Unfortunately, it was the middle of the day and the light was terrible for landscape photography. Since all the locals spend the hot hours in the middle of the day inside their houses, even portraits were impossible to shoot. We decided to go anyway. After a short stop at a green oasis, we ended up hiking through all the villages at Diana’s Point, balanced through the landscape on the irrigation canals and enjoyed the relaxing hours there, without feeling the need to press the shutter too often.

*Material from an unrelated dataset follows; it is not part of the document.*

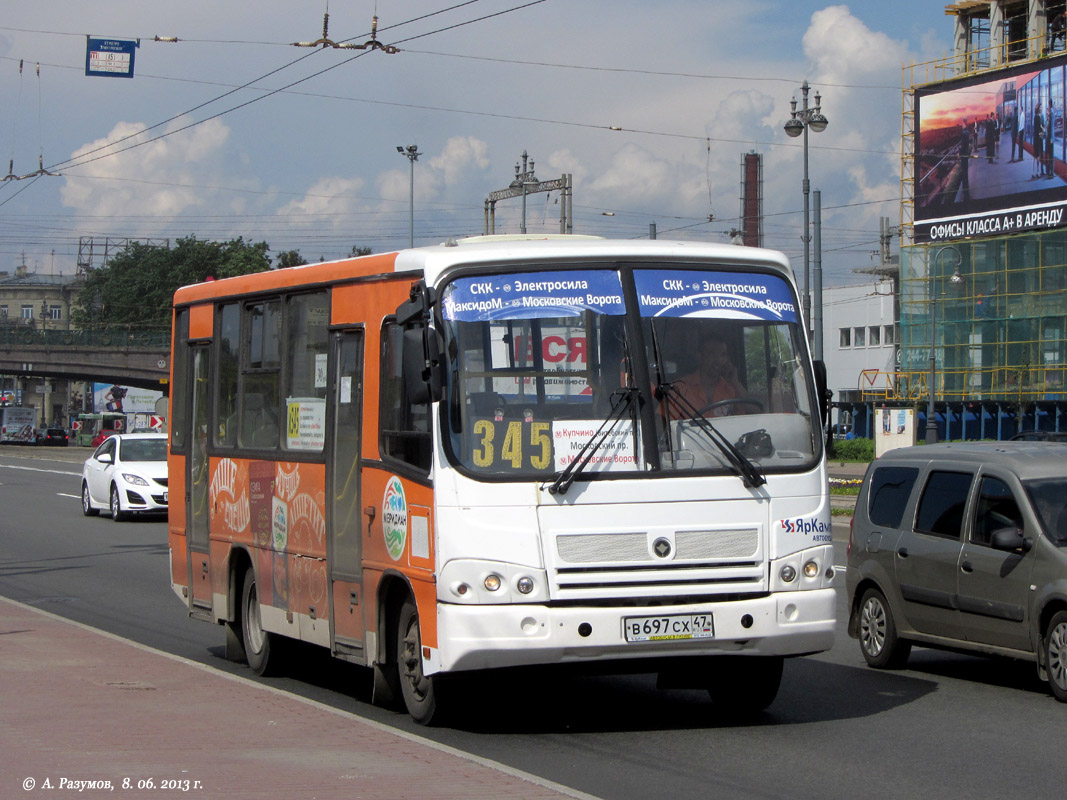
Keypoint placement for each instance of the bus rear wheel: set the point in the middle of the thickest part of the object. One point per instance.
(259, 645)
(421, 692)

The arrival of the golden hour eventually forced us back down from the mountains and into the plains around Nizwa, where we heard about a local market. Market? Hell yes! We simply couldn’t resist dropping by. The market in Nizwa is fairly big, with goods from vegetables to pots being sold, but what fascinated me most, was the fish market. It was grimy, it was loud and with all the haggling going on, it was definitely the most interesting place to be. Huge tunas lay next to even bigger swordfish. Men in pristinely white dishdashas bought from men wearing rubber boots and t-shirts covered in intestines. Since everyone at the market, be it buyers or sellers, was incredibly friendly, I managed to get a lot of photos in the middle of the action. Therefore, I’ll just let the pictures to the talking:
Exhausted and probably a fair bit smellier, we headed back towards our hotel just as the sun was setting. It was then that I spotted a hill with a cell phone tower on top and hiked the thing to snap this beauty of night setting over Al Hamra, the town where we saw the colourful festival just a day earlier.